Indeed multidisciplinary team has become a trend over interdisciplinary integration. Most of the pharmaceutical and bioinformatics companies are recruiting computer scientist and biologist rather than recruiting interdisciplinary bioinformaticians. I suspect this to be the approach where communication gap or linguistic difference arises within two groups trying to solve the same problem. Although, we have already seen experts in both fields to turn into interdisciplinary to take this field further so far, I still believe there is some gap where interdisciplinary experts and training like mine can prove a big asset.

Saturday, December 10, 2011

How should a bioinformatician be trained?

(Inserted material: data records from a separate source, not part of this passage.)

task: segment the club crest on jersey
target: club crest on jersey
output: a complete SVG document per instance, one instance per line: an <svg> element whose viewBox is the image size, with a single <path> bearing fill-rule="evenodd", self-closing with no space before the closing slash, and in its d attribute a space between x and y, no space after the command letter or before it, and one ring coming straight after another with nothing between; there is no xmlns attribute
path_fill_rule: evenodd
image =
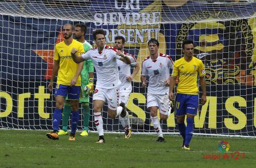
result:
<svg viewBox="0 0 256 168"><path fill-rule="evenodd" d="M99 65L99 67L103 67L103 63L102 62L98 62L98 65Z"/></svg>
<svg viewBox="0 0 256 168"><path fill-rule="evenodd" d="M157 69L157 70L154 70L154 75L158 75L159 74L159 71L158 71L158 69Z"/></svg>

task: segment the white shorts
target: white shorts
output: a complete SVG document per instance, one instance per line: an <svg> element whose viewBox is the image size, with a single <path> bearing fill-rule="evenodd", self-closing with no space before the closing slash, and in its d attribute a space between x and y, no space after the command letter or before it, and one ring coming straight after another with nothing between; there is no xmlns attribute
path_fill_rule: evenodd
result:
<svg viewBox="0 0 256 168"><path fill-rule="evenodd" d="M105 103L107 101L107 107L115 110L117 108L118 89L104 89L96 88L92 96L92 100L101 100Z"/></svg>
<svg viewBox="0 0 256 168"><path fill-rule="evenodd" d="M130 92L119 92L118 103L120 104L120 103L123 102L125 104L125 106L126 106L129 100L130 93Z"/></svg>
<svg viewBox="0 0 256 168"><path fill-rule="evenodd" d="M158 107L161 114L169 116L170 114L170 101L168 95L148 95L147 108Z"/></svg>

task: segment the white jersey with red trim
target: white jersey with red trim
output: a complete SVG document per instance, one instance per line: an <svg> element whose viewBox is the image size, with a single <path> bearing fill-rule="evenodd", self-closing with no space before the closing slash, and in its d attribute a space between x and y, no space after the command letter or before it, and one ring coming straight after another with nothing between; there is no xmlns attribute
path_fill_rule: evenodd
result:
<svg viewBox="0 0 256 168"><path fill-rule="evenodd" d="M91 59L97 75L96 87L112 89L119 87L121 81L118 77L117 60L120 56L117 54L117 49L106 45L102 52L94 48L82 54L84 59Z"/></svg>
<svg viewBox="0 0 256 168"><path fill-rule="evenodd" d="M137 61L134 56L129 54L126 52L123 52L123 53L127 57L129 57L131 60L131 64L126 64L121 60L117 60L119 71L119 79L122 83L119 87L119 92L127 91L131 92L132 90L131 84L126 80L126 76L131 75L131 67L134 67L136 65Z"/></svg>
<svg viewBox="0 0 256 168"><path fill-rule="evenodd" d="M169 87L165 83L170 77L170 68L173 68L173 65L170 56L160 53L156 60L152 60L150 56L145 59L142 62L141 75L149 77L148 93L169 94Z"/></svg>

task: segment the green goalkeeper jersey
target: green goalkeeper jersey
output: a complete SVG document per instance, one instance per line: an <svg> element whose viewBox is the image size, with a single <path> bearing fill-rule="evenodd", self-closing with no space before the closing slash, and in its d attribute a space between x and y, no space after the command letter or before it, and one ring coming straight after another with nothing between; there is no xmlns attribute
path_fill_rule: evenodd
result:
<svg viewBox="0 0 256 168"><path fill-rule="evenodd" d="M92 48L91 45L86 41L83 44L83 45L84 46L85 52L88 52ZM84 67L81 72L81 85L83 89L83 97L80 99L80 102L89 102L89 96L83 89L86 85L88 84L90 72L94 72L94 64L92 60L88 59L84 61Z"/></svg>

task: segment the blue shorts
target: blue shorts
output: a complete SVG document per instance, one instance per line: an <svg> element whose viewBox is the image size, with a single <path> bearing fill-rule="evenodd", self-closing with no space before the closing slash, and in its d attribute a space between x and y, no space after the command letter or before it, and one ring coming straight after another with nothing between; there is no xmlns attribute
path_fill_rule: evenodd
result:
<svg viewBox="0 0 256 168"><path fill-rule="evenodd" d="M176 116L197 114L198 95L177 93L175 98Z"/></svg>
<svg viewBox="0 0 256 168"><path fill-rule="evenodd" d="M55 88L55 96L63 96L65 98L68 96L69 100L79 100L81 87L66 86L62 84L57 84Z"/></svg>

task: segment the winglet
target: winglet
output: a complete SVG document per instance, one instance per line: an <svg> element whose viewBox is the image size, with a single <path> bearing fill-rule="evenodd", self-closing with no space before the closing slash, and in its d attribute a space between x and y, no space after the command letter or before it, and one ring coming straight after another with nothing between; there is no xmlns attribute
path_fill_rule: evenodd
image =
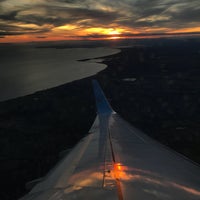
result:
<svg viewBox="0 0 200 200"><path fill-rule="evenodd" d="M93 90L94 90L94 95L96 99L97 113L98 114L113 113L114 111L112 107L110 106L110 104L108 103L108 100L106 99L99 83L96 80L93 80L92 84L93 84Z"/></svg>

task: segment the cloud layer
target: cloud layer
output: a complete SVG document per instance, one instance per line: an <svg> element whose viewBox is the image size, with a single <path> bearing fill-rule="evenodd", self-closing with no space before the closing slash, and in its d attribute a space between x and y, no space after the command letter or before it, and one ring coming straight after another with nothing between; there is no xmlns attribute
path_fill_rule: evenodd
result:
<svg viewBox="0 0 200 200"><path fill-rule="evenodd" d="M199 0L0 0L1 38L195 32L199 19Z"/></svg>

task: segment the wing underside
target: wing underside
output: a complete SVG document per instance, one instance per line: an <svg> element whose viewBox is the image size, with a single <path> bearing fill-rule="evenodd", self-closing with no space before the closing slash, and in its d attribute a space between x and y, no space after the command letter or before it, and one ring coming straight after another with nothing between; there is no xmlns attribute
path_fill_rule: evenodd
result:
<svg viewBox="0 0 200 200"><path fill-rule="evenodd" d="M132 127L93 87L89 135L22 199L199 200L200 167Z"/></svg>

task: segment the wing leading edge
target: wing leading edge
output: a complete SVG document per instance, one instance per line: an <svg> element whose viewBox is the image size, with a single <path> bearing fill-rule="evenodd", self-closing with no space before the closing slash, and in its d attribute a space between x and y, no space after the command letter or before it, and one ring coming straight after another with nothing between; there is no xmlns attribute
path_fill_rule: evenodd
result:
<svg viewBox="0 0 200 200"><path fill-rule="evenodd" d="M21 200L199 200L200 167L132 127L93 88L89 135Z"/></svg>

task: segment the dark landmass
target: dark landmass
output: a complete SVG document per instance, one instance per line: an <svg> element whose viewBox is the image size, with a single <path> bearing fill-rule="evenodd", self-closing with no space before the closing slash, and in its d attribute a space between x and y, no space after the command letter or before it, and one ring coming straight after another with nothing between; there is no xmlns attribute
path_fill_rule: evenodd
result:
<svg viewBox="0 0 200 200"><path fill-rule="evenodd" d="M95 76L1 102L0 199L22 196L26 182L44 176L88 133L94 78L123 118L200 163L199 57L199 41L154 40L105 57L108 68Z"/></svg>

This is one question which is troubling me since last 3 years. I am asking people in different seminars, reading blogs, articles and what not but still not clear. The question is, how should be a bioinformatician trained. How should be an ideal bioinformatics program be designed? Whether he/she be trained in the basic biology first or can a computer science expert having command on developing any software tool or performing computation-intensive work should specialize in life-science research. In present scenario, majority of leading bioinformatics experts are trained computer scientist and learn biology in due course of their research. And since bioinformatics is an inter/multidisciplinary field, some would say a bioinformatics training should have both components in its program together or one after other in any order. But the question is can one single person be trained in multiple disciplines and how well and quick can they learn.

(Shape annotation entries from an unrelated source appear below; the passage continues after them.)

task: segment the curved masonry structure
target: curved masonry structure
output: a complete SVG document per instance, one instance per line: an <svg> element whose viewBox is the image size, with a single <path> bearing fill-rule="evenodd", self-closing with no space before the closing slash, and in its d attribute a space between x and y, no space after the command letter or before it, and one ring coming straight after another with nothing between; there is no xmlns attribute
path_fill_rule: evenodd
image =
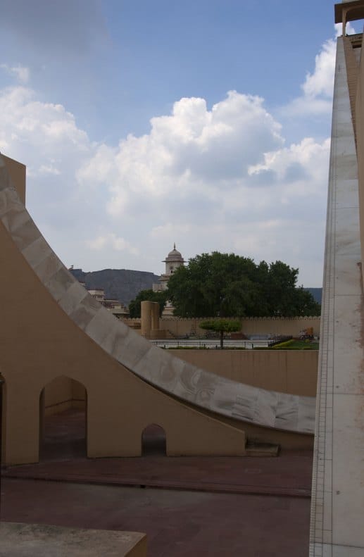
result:
<svg viewBox="0 0 364 557"><path fill-rule="evenodd" d="M257 389L196 368L152 346L115 319L68 272L36 227L1 158L0 219L54 300L120 363L183 401L235 420L312 433L315 399Z"/></svg>

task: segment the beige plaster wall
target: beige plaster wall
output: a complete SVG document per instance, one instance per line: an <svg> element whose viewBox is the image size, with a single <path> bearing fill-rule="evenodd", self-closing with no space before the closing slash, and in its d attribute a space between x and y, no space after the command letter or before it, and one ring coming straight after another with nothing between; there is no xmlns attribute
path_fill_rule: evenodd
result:
<svg viewBox="0 0 364 557"><path fill-rule="evenodd" d="M86 391L81 383L65 376L58 377L44 387L44 403L46 415L70 408L84 408Z"/></svg>
<svg viewBox="0 0 364 557"><path fill-rule="evenodd" d="M199 368L270 391L315 396L316 350L169 350Z"/></svg>
<svg viewBox="0 0 364 557"><path fill-rule="evenodd" d="M25 165L5 156L1 154L1 156L5 161L6 168L10 175L13 185L18 192L18 195L20 198L22 203L25 205L25 180L27 167Z"/></svg>
<svg viewBox="0 0 364 557"><path fill-rule="evenodd" d="M25 262L2 223L0 268L1 289L6 292L1 299L0 368L6 380L7 464L38 461L41 392L60 376L86 388L90 457L140 456L142 432L151 423L165 430L168 455L244 454L244 427L231 427L164 394L84 334Z"/></svg>

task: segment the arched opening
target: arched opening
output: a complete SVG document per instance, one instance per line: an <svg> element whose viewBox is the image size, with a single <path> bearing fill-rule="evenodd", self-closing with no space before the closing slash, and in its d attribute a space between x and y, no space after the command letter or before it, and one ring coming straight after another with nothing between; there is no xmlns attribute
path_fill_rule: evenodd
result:
<svg viewBox="0 0 364 557"><path fill-rule="evenodd" d="M39 460L87 456L87 392L70 377L56 377L39 396Z"/></svg>
<svg viewBox="0 0 364 557"><path fill-rule="evenodd" d="M165 432L158 424L152 423L144 427L142 434L142 456L156 456L167 454Z"/></svg>

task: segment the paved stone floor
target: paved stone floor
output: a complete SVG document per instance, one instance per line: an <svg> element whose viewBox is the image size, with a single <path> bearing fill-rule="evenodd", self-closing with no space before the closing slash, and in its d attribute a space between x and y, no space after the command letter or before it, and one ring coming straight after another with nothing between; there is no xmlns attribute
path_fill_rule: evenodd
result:
<svg viewBox="0 0 364 557"><path fill-rule="evenodd" d="M15 479L1 491L3 520L144 532L149 557L308 554L308 499Z"/></svg>
<svg viewBox="0 0 364 557"><path fill-rule="evenodd" d="M84 430L47 418L42 462L3 470L2 520L146 532L149 557L307 556L310 451L167 458L151 428L142 457L87 459Z"/></svg>

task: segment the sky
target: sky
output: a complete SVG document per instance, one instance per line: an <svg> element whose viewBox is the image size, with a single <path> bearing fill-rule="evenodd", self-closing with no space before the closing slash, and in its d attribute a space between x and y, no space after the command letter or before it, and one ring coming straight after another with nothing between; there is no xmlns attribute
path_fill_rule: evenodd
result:
<svg viewBox="0 0 364 557"><path fill-rule="evenodd" d="M2 0L0 151L63 263L321 286L338 33L328 0Z"/></svg>

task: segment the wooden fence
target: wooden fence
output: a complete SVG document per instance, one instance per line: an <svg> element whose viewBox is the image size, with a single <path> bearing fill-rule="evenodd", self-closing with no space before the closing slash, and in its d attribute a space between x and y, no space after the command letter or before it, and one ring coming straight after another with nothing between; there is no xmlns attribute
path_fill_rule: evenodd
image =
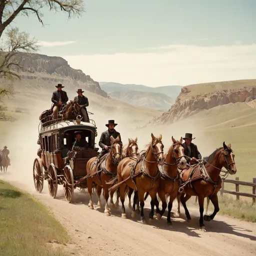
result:
<svg viewBox="0 0 256 256"><path fill-rule="evenodd" d="M236 191L230 191L226 190L224 188L225 183L232 183L236 184ZM244 193L243 192L239 192L239 186L252 186L252 194ZM223 194L234 194L236 196L236 200L240 200L240 196L246 196L247 198L252 198L252 204L254 204L256 200L256 178L252 179L252 182L242 182L239 180L238 177L236 178L236 180L222 180L222 188L220 190L220 196L223 196ZM198 202L198 196L196 196L195 202Z"/></svg>
<svg viewBox="0 0 256 256"><path fill-rule="evenodd" d="M230 191L225 190L225 183L232 183L236 184L236 191ZM239 186L252 186L252 194L244 193L239 192ZM246 196L252 198L252 204L255 204L256 200L256 178L252 179L252 182L242 182L239 180L238 177L236 178L236 180L222 180L222 188L220 190L220 195L222 196L224 193L234 194L236 196L236 200L240 200L240 196Z"/></svg>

I have raised this concern because it is personally related to me. I got exposed to bioinformatics, when an institute in India (my home country) came up with bioinformatics degree and they proposed that they will provide courses both in computer science and basic to advanced biology. This was very attractive to me. A new concept of learning, a new kind of specialization and something different from everyone else in India where everyone wanted to become either a doctor or an engineer. I took the challenge or I can also confess that I did not have guts or passion to wait another year or two to try getting into pure medicine plus I didn’t want to get in using sources. Well, I was in first batch we didn’t have any list of books assigned, no curriculum but just current topics of bioinformatics in syllabus. However, we had proper basic biology courses from Cell biology, Molecular biology, Genetics upto Virology and Immunology on biology side and basic programming courses in computation side with weaker computational aspect. Program was not very bad, however till the time I graduated after 4 years I was not at all clear what Bioinformatics means. That time approximately 8-10 years from now, some said it is database management to manage biological data while some said it is studying or modeling genes, proteins and cells using computer programs.

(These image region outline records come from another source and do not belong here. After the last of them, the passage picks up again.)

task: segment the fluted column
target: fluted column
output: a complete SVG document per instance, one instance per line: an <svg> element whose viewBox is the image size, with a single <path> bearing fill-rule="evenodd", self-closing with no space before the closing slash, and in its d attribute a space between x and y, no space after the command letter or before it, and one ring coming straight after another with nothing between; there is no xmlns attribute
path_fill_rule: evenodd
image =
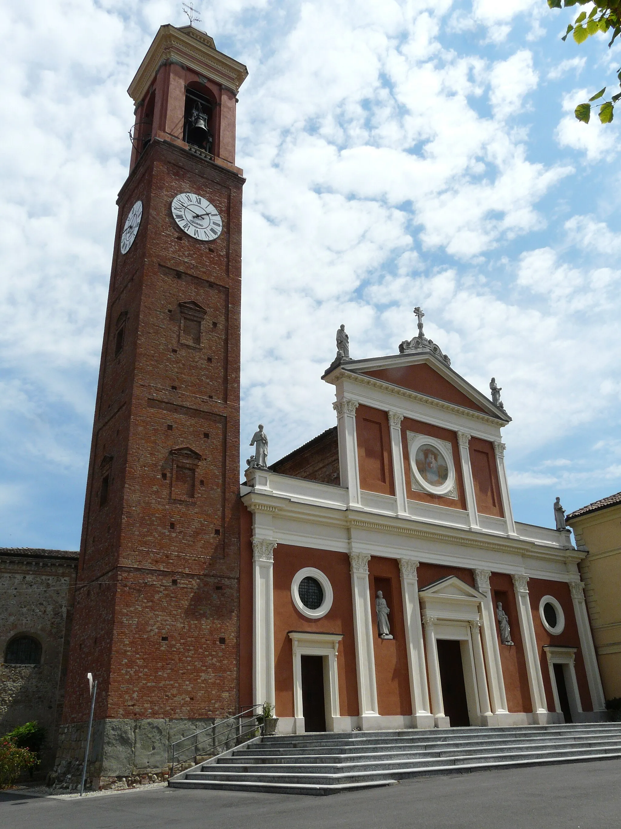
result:
<svg viewBox="0 0 621 829"><path fill-rule="evenodd" d="M392 452L392 478L395 482L397 512L400 516L407 515L407 491L406 489L406 469L403 463L403 444L401 439L401 422L403 415L399 412L388 412L390 426L390 448Z"/></svg>
<svg viewBox="0 0 621 829"><path fill-rule="evenodd" d="M349 506L360 507L360 475L358 469L358 441L356 438L355 400L342 397L332 404L336 412L339 434L339 466L340 485L347 487L349 493Z"/></svg>
<svg viewBox="0 0 621 829"><path fill-rule="evenodd" d="M594 711L605 711L606 701L599 676L599 667L597 664L595 647L593 644L591 627L589 623L589 614L585 603L585 585L581 581L570 581L571 601L574 604L574 613L578 626L578 636L580 640L582 658L585 660L586 678L589 682L589 691Z"/></svg>
<svg viewBox="0 0 621 829"><path fill-rule="evenodd" d="M484 717L491 717L488 683L485 678L485 663L483 660L483 648L481 647L481 623L479 619L470 621L470 639L472 640L472 651L474 657L474 671L477 675L479 706Z"/></svg>
<svg viewBox="0 0 621 829"><path fill-rule="evenodd" d="M481 621L483 633L483 649L488 667L489 682L489 701L493 714L507 713L507 696L503 679L503 666L500 662L500 648L496 634L496 611L492 600L489 587L489 570L474 570L474 586L485 597L481 602Z"/></svg>
<svg viewBox="0 0 621 829"><path fill-rule="evenodd" d="M368 560L364 553L350 553L351 592L354 604L354 640L358 671L358 704L363 730L373 728L368 717L378 715L375 684L373 620L368 589Z"/></svg>
<svg viewBox="0 0 621 829"><path fill-rule="evenodd" d="M442 701L442 681L440 677L440 662L438 649L436 646L436 631L434 625L436 619L433 616L425 614L422 618L425 625L425 644L427 651L427 670L429 671L429 692L431 697L431 711L436 728L448 728L450 725L449 718L444 713Z"/></svg>
<svg viewBox="0 0 621 829"><path fill-rule="evenodd" d="M458 432L457 443L460 444L460 459L461 460L461 471L464 478L464 491L466 497L468 517L470 526L478 527L477 499L474 495L474 482L472 478L472 464L470 463L470 453L468 448L470 443L470 435L467 432Z"/></svg>
<svg viewBox="0 0 621 829"><path fill-rule="evenodd" d="M412 724L416 728L433 728L433 715L429 710L427 672L425 666L425 646L422 641L421 608L418 601L417 561L399 559L401 593L405 616L407 667L410 673Z"/></svg>
<svg viewBox="0 0 621 829"><path fill-rule="evenodd" d="M520 574L513 575L513 579L518 604L518 618L520 621L522 643L524 646L528 686L531 691L532 715L536 723L543 724L549 721L549 717L546 716L546 691L543 687L542 667L539 662L539 649L535 637L535 626L532 623L532 613L528 598L528 576Z"/></svg>
<svg viewBox="0 0 621 829"><path fill-rule="evenodd" d="M500 482L500 498L503 502L503 512L507 521L507 531L510 536L516 535L515 521L513 521L513 511L511 508L511 496L509 495L509 485L507 481L507 470L504 467L504 450L505 444L500 440L494 440L493 453L496 455L496 468L498 472L498 481Z"/></svg>
<svg viewBox="0 0 621 829"><path fill-rule="evenodd" d="M253 704L276 704L274 678L274 547L270 539L253 539Z"/></svg>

Finally, I decided to come to United States to explore more and got admitted to masters in computational biology. There, I started doing “mathematical modeling of malarial transmission dynamics of drug sensitive and resistant strains of malarial pathogen population under different treatment regimes”. Then I had to learn some of the mathematics and statistics background knowledge along with population genetics study which I didn’t know in my bachelors. This was interesting but then sometime in my second year, I saw a fasta file on my colleagues desktop and I got an urge to work on real genomic sequences and not modeling or simulation studies. For this I needed more skills so I joined PhD program in University of Missouri, Columbia. Here, I clearly stated that I wanted to work primarily on sequence data but nothing else. Now after starting PhD, I realized was lacking computer science expertise like machine learning methods, algorithm development, etc. and started learning those concepts to enhance my research here. So, again and again I am encountering the same question whether my training was accurate for bioinformatics work. May be I should have started with pure computer science training and gained expertise and then understand biology to apply that expertise to solve biological questions or problems or vice versa. Or, may be what I have is unique and try to be distinct!